This is another in a series of questions on the Bible.
Question: The Bible says that God flooded the earth to remove evil. If this is true, He failed, for evil is still here. In fact, evil never went away, for immediately after the flood, Noah got drunk.
In response, we must first realize that even if the account of the flood is as this question suggests, it does not argue against whether God exists or whether the Bible is true. Just because we might not understand why God does things, we still have good evidence that He exists and that the Bible is trustworthy.
Second, this falls into “why?” questions, and we will never know exactly why God does anything. We often do not know why we do things ourselves, so we, as finite minds, will not know the exact purposes of an infinite mind. God still has a rational, reasonable purpose for what He does, even if we do not understand it. A child does not understand why the parents do things, even though the parents have good, logical purposes for what they do.
Third, as is often the case, a simple comparing of the question to the passage in the Bible gives us the answer. The question is incorrect, for the Bible does not say that God flooded the earth to remove evil. Rather, Genesis 6:6-8 tell us that God flooded the earth to destroy people because He was grieved at the evil that humans had done. God, who is pure and holy, was repulsed by the evil in the world, and destroyed the people who had done evil. In God’s grace, He found favor with Noah and allowed him to live. The Bible never says that God wanted to destroy all evil in the flood with a goal of removing evil forever. Rather, it says that God judged the people of that day because of the specific evil that they did.
Fourth, the skeptic often puts God into an impossible paradox. If God allows some evil to continue, then questions like this one criticize God for not stopping evil. If God were to stop evil, such as when God commands the death of the Canaanites, the skeptic complains that God is unjust for doing so.

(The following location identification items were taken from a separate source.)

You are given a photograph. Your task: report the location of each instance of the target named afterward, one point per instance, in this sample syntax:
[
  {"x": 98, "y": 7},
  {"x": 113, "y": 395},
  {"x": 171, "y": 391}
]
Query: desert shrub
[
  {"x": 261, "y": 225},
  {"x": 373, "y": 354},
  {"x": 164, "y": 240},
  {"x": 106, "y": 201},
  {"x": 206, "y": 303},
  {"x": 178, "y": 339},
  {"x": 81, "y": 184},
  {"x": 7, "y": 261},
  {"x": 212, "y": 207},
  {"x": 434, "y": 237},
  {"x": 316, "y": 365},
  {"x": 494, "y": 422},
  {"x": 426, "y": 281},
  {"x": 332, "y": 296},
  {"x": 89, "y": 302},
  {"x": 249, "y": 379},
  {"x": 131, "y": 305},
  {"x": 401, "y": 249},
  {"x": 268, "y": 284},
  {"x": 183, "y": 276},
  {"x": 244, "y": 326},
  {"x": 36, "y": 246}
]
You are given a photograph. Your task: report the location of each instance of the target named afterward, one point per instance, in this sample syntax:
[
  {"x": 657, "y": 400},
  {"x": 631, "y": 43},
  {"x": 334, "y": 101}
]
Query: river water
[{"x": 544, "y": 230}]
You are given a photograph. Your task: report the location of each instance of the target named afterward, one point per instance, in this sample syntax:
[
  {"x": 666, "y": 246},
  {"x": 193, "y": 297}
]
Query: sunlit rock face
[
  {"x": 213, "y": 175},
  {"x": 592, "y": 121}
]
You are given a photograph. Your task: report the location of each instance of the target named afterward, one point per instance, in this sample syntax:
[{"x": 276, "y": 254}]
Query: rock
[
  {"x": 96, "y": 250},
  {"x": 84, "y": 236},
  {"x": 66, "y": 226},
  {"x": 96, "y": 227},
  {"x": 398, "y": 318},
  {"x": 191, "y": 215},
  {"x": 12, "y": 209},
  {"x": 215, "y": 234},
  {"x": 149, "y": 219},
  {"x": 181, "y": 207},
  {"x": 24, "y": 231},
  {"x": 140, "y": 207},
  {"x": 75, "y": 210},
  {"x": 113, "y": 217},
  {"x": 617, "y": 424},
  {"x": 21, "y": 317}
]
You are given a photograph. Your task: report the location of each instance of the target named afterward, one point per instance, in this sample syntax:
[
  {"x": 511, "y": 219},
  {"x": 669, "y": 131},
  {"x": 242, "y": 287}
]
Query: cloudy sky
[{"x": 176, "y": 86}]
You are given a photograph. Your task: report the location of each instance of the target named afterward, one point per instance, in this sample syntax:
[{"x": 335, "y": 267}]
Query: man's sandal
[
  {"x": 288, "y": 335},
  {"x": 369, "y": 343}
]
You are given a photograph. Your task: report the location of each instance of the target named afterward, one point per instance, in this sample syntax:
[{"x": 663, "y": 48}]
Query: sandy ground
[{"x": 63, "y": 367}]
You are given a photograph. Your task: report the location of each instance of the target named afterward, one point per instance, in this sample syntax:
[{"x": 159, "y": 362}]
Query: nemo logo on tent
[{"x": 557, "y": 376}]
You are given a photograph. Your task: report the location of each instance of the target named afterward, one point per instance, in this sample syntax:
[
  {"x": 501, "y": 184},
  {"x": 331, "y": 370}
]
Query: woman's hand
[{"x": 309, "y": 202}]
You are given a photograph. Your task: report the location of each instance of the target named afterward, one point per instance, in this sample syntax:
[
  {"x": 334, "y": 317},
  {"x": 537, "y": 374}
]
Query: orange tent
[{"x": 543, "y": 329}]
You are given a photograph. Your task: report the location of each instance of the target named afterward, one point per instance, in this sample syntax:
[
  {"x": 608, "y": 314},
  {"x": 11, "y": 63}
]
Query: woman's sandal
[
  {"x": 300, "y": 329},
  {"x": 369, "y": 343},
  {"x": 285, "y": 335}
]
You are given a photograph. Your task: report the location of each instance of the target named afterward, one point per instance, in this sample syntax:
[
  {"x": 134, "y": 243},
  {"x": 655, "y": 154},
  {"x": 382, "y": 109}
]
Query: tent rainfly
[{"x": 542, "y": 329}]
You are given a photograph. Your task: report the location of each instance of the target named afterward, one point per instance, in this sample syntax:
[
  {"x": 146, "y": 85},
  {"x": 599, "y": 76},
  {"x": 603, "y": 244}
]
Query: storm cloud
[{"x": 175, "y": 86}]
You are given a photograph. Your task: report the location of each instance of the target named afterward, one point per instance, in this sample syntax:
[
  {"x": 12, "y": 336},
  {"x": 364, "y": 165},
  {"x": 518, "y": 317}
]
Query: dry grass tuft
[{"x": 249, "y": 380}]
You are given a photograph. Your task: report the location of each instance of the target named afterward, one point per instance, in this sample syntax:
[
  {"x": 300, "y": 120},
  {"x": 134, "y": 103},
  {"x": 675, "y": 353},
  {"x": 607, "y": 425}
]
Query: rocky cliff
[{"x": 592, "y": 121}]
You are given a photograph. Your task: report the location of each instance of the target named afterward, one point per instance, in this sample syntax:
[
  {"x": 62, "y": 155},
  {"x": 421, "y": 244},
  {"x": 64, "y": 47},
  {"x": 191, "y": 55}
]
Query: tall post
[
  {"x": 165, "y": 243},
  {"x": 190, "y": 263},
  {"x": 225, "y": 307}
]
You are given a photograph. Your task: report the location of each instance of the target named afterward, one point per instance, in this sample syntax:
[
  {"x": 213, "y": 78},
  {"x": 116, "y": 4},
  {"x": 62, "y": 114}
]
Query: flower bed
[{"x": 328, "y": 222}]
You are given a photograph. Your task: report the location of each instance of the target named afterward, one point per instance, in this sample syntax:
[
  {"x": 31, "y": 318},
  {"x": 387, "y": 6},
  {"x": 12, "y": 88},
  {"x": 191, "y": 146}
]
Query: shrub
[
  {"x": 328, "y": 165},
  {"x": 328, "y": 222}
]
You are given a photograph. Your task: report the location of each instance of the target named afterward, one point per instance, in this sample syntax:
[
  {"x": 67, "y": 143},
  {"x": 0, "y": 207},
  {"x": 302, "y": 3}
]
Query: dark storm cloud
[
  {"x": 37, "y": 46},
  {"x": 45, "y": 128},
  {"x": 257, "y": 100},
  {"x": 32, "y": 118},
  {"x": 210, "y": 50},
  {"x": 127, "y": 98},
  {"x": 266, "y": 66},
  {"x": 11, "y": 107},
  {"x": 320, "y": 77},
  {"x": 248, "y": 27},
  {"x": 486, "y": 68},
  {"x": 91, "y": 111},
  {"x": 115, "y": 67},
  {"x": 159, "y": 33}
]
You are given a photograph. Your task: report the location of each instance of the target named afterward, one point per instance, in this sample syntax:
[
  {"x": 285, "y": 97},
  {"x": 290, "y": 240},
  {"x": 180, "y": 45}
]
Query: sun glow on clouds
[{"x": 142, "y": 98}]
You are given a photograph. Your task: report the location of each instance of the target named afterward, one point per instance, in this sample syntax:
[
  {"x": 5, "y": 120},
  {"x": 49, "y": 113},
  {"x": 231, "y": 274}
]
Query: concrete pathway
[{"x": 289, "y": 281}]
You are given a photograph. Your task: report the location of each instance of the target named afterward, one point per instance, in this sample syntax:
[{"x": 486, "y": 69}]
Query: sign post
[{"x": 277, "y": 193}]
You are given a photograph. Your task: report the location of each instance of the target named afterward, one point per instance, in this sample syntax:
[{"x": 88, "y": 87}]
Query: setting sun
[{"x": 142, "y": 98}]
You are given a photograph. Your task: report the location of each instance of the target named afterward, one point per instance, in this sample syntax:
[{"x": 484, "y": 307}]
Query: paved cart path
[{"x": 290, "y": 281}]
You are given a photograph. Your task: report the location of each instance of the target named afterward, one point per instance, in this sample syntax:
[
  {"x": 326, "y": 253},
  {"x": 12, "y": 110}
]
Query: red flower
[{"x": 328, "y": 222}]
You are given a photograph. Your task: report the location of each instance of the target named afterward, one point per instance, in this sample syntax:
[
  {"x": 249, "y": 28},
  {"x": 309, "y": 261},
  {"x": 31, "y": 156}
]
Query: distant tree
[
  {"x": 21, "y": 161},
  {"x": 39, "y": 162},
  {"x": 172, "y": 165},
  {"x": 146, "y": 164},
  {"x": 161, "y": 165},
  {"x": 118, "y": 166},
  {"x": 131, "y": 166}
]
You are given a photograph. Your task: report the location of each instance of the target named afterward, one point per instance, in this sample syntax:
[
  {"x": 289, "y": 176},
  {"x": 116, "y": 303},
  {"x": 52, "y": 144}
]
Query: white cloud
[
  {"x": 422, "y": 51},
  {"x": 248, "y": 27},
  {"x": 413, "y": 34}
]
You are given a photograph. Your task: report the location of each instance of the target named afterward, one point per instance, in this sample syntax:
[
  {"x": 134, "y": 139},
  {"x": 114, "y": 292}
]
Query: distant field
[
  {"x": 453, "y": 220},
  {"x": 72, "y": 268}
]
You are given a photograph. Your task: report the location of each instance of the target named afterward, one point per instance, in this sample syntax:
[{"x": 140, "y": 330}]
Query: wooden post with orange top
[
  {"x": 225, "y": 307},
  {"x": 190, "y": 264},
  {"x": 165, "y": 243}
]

In the end, God is both just in punishing evil and loving for allowing fallible people like Noah to live. God, as the righteous judge, promises to make everything right in the end. He will someday punish all evil completely and reward all righteousness.
Lastly, this question recognizes that evil exists. It then grants the first premise of the moral argument for the existence of God. The fact that we can call anything in the world evil means that we have a standard of good and evil by which to measure the world. This standard cannot be in the world, but must be outside of the world, for if it were in the world we would not be able to measure the world by it. If God did not exist, then we are reduced to what atheists like Richard Dawkins claim, namely that there is no evil nor good in the universe. But since there is evil and good in the universe, we have an external standard by which to measure the universe. This we call God.